One of the Worst Parts of the Great Recession: Not Traveling

My posts have been absent for a few months primarily due to my reluctance to face my current economic situation and mourning the death of my travel budget. Tiring of my sackcloth and ashes, I turn to writing again about where I’ve been if not where I’m going.

My most memorable birthdays have involved snow. Not blizzards, but a light, white blanket like the spun cotton skirts that festoon Christmas tree pedestals, whose memory in February is still fresh as the snow itself. For my birthday in 1999, I awoke in Luxembourg to just such a scene. Looking out our third-floor hotel window down onto the town square, pure white covered everything. The scene appeared so perfect and unexpected it was almost like seeing snow for the first time.

What makes a travel memory indelible? Journeys to exotic locales impress with the different and unusual, but often the most unforgettable trips involve the mundane and familiar demanding our attention in a strange context. Those quotidian images and sensations we force from our conscious minds every day slip upon us when our psychological sentries stand down.

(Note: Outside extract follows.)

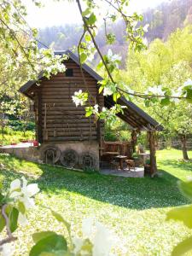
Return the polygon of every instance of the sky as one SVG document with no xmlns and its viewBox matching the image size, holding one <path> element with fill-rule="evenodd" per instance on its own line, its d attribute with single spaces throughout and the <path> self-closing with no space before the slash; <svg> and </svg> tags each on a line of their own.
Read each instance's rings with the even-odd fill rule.
<svg viewBox="0 0 192 256">
<path fill-rule="evenodd" d="M 155 8 L 162 2 L 169 0 L 131 0 L 131 12 L 142 12 L 147 8 Z M 22 0 L 27 8 L 26 21 L 30 26 L 43 28 L 45 26 L 60 26 L 72 23 L 80 23 L 81 19 L 75 1 L 68 3 L 61 0 L 43 0 L 44 7 L 38 8 L 31 0 Z"/>
</svg>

Another memorable experience materialized outside a small church in Venice, Italy. I have no idea of the exact location of the church – after all, not knowing or caring exactly where you are is the point of Venice. My partner, Stan, and friend, Terry, and I, wandering about the city’s moonlit corridors one night after all the day-trippers had returned to the cruise ships, slipped into a current of music flowing from the age-old windows and doors of a canal-side church. Entranced, we lingered awash in flute notes and percussion crescendos. Sitting at peace on an embankment with elbows on knees, I paused as dark water lapped the rock walls below.

The moment wasn’t manufactured. It couldn’t have been photographed or even videotaped for YouTube. It required all the senses in concert and a complete immersion in that moment. Although together, I’m sure each of our experiences was unique. A day earlier or later or choosing to rush back to our room would have missed it.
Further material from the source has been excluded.